“Although Mr. Giuliani did mention the name ‘Burisma’ in August 2019, I understood that Burisma was one of many examples of Ukrainian companies run by oligarchs and lacking the type of corporate governance structures found in Western companies,” Mr. Sondland said. “I did not know until more recent press reports that Hunter Biden was on the board of Burisma.”
Hunter Biden’s involvement with Burisma had been widely reported beginning in the spring.
Still, Mr. Sondland’s prepared testimony leaves unaddressed obvious questions that investigators are sure to press him to answer. It offers no real explanation of why Mr. Giuliani was involved in Ukraine policy in the first place or if Mr. Sondland took any steps to find out why.
Nor do the prepared remarks explain whether Mr. Sondland questioned why Mr. Giuliani and Mr. Trump repeatedly singled out two topics for investigation that would have benefited the president politically.
“I did not understand, until much later, that Mr. Giuliani’s agenda might have also included an effort to prompt the Ukrainians to investigate Vice President Biden or his son or to involve Ukrainians, directly or indirectly, in the president’s 2020 re-election campaign,” he told investigators.

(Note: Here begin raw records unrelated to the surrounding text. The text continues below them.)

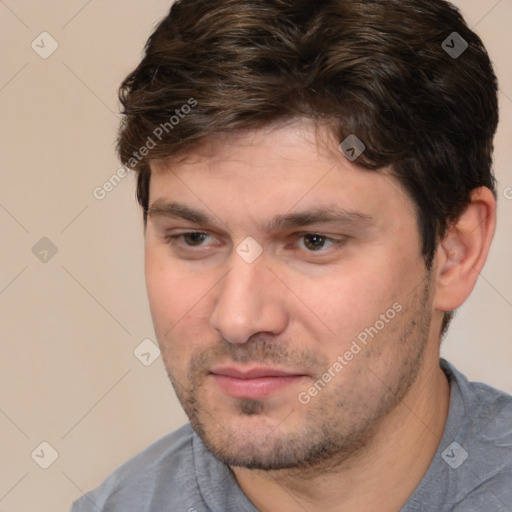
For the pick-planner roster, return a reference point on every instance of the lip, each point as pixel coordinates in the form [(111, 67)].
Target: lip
[(253, 383)]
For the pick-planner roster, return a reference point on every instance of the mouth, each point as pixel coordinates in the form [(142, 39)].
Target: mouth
[(254, 383)]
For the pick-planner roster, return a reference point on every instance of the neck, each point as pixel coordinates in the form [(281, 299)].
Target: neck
[(381, 476)]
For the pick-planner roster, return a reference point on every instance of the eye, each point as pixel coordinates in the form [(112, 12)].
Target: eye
[(315, 242), (191, 239)]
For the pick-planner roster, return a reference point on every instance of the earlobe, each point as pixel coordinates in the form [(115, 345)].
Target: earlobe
[(462, 253)]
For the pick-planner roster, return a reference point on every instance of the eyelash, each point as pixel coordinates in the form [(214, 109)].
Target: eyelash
[(172, 240)]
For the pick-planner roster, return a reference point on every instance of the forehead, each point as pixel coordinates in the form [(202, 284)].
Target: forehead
[(291, 167)]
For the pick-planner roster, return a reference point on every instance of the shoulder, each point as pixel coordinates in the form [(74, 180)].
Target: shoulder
[(141, 479), (485, 435)]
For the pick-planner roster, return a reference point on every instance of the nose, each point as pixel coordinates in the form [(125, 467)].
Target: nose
[(249, 301)]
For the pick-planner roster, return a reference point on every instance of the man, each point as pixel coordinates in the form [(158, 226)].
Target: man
[(318, 199)]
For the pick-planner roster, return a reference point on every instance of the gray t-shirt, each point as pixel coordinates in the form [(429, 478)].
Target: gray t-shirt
[(471, 471)]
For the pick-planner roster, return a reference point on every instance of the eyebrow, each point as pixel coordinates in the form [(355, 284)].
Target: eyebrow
[(324, 215)]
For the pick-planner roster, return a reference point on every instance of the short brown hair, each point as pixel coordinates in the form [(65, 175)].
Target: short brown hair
[(378, 69)]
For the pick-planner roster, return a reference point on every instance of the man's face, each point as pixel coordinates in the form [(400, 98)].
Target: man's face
[(250, 339)]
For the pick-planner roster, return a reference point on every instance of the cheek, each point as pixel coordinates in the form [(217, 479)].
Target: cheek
[(355, 299)]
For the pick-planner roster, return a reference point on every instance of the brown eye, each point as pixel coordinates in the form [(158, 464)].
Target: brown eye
[(314, 242)]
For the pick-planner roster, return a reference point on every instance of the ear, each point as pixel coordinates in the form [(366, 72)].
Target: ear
[(462, 253)]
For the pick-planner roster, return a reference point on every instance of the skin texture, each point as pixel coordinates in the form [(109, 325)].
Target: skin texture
[(300, 306)]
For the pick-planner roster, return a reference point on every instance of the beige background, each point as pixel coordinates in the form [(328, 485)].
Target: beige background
[(70, 325)]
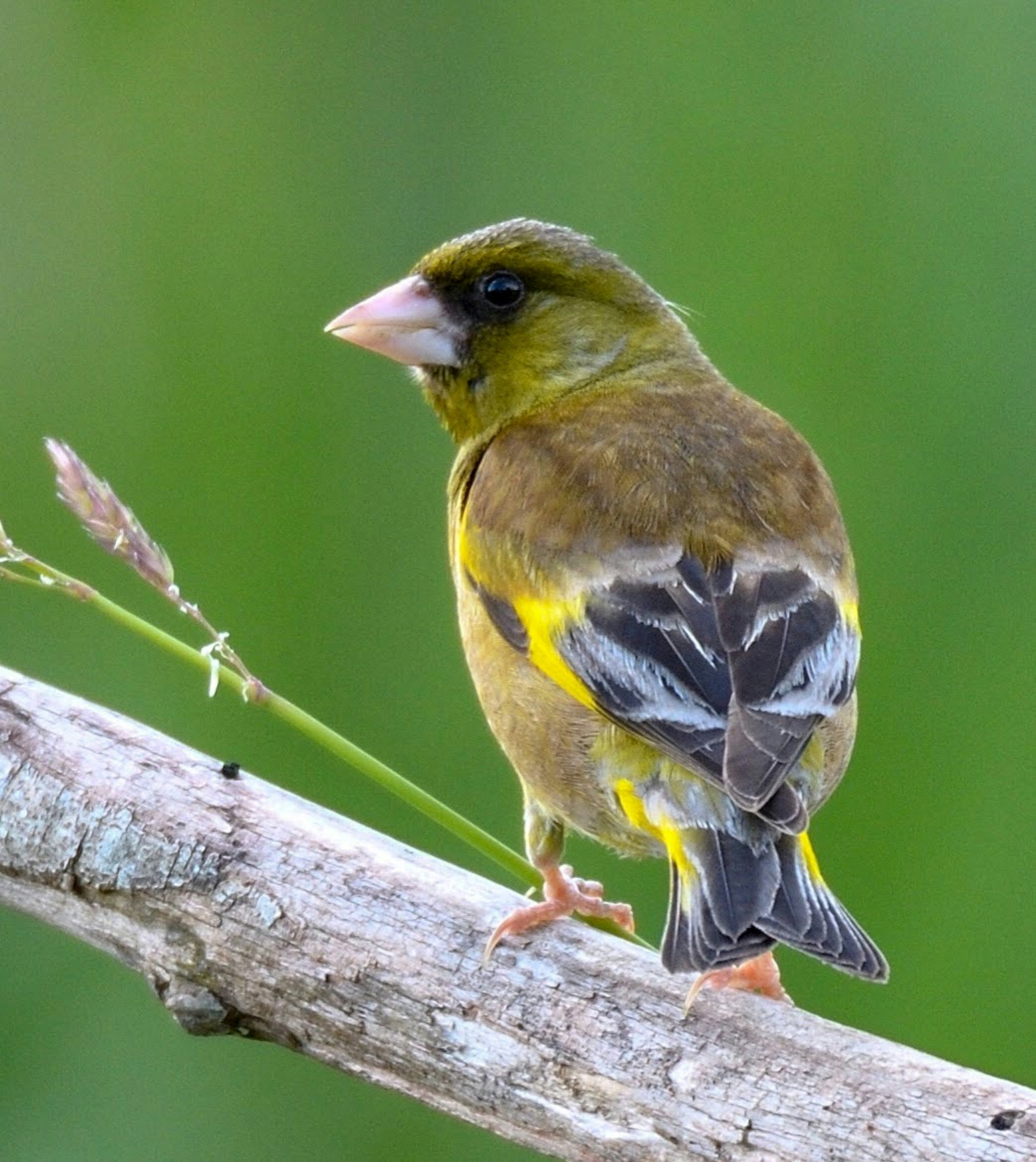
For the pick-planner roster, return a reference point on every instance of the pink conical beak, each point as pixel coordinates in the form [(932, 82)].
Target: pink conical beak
[(406, 322)]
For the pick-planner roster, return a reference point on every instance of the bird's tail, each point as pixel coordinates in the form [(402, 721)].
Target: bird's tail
[(730, 902)]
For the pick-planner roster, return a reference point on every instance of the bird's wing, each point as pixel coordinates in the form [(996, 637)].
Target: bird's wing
[(728, 671)]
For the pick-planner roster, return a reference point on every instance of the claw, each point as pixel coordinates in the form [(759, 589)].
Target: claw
[(564, 894), (760, 974)]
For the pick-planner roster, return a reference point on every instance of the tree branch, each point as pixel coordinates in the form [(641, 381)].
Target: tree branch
[(253, 911)]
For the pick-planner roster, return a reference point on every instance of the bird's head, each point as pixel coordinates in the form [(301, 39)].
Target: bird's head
[(505, 320)]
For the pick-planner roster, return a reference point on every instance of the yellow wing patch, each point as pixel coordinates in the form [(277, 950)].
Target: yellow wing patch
[(810, 858), (665, 831), (544, 620), (851, 614)]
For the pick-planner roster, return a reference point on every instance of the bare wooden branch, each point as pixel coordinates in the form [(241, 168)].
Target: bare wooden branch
[(251, 911)]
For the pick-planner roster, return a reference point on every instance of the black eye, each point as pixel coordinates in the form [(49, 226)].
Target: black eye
[(503, 290)]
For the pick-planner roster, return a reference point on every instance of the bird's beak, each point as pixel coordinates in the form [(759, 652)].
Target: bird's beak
[(406, 322)]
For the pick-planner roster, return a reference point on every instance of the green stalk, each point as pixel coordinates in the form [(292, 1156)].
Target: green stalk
[(320, 734)]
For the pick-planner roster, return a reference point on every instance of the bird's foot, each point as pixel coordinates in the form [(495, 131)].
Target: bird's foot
[(760, 974), (564, 894)]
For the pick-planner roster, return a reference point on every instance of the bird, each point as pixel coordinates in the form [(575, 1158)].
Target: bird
[(657, 594)]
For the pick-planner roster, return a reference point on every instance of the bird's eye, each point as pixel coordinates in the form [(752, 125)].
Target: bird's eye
[(503, 290)]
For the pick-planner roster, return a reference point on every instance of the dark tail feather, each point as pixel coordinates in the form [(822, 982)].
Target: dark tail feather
[(715, 902), (731, 903), (808, 916)]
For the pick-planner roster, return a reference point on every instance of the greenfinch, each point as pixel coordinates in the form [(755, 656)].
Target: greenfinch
[(657, 594)]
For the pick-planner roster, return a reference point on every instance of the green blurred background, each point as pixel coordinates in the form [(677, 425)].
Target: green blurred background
[(841, 192)]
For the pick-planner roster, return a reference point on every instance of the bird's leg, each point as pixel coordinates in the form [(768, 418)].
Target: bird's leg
[(760, 974), (564, 893)]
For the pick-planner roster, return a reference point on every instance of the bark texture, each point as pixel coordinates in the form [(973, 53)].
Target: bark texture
[(255, 913)]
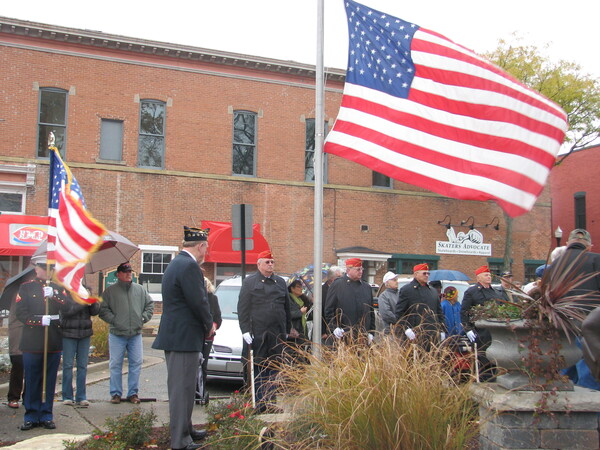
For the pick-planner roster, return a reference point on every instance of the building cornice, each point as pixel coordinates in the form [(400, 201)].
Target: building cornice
[(100, 40)]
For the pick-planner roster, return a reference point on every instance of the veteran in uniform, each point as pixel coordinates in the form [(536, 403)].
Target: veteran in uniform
[(31, 310), (185, 323), (265, 321), (479, 294), (419, 306), (349, 304)]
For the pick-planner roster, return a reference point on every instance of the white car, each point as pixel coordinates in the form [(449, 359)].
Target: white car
[(225, 360)]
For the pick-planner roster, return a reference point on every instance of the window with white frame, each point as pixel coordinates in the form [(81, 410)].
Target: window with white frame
[(52, 117), (244, 143), (12, 200), (155, 260), (151, 144)]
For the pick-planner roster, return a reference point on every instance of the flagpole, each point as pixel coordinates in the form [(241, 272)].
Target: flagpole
[(318, 169)]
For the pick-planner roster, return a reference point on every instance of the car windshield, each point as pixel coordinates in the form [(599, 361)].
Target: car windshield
[(228, 298)]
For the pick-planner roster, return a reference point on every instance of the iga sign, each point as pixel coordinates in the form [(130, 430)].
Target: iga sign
[(469, 243), (27, 235)]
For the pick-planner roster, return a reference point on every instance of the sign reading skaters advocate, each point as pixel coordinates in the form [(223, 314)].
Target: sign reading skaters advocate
[(469, 243), (27, 235)]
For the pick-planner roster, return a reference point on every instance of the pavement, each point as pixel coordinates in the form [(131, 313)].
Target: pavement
[(73, 423)]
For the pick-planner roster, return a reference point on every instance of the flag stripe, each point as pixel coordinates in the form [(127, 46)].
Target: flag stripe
[(424, 110), (500, 172), (488, 70), (403, 126)]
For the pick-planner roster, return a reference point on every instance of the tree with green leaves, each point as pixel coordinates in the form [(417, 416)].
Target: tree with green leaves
[(564, 83)]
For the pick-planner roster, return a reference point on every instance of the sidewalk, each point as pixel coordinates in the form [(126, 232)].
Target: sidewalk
[(79, 423)]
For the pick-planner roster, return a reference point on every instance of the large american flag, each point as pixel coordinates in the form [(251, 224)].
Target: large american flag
[(421, 109), (73, 234)]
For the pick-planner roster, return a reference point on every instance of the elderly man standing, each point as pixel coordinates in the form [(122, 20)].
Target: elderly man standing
[(126, 307), (478, 294), (585, 263), (349, 303), (265, 321), (185, 323), (388, 300), (419, 306)]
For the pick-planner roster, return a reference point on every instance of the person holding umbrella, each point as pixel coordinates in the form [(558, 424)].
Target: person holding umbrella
[(38, 306)]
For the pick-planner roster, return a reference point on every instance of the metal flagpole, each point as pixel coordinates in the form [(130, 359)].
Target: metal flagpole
[(318, 170)]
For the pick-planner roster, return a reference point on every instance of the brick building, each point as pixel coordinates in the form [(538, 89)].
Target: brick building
[(575, 200), (162, 135)]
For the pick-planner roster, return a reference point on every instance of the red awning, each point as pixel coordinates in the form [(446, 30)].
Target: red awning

Mr. Sondland sought to distance himself from other aspects of the unfolding scandal, as well. He said that Marie L. Yovanovitch, whom Mr. Trump abruptly removed as ambassador to Ukraine in May amid a smear campaign against her by the president’s allies, was an “an excellent diplomat” whose departure he “regretted.”
“I was never a part of any campaign to disparage or dislodge her,” he said.
Likewise, Mr. Sondland said that it was only because he deeply respected William B. Taylor Jr., a career diplomat who replaced Ms. Yovanovitch in Ukraine, that he tried to assuage his concerns that nothing untoward was being done with respect to the frozen security aid.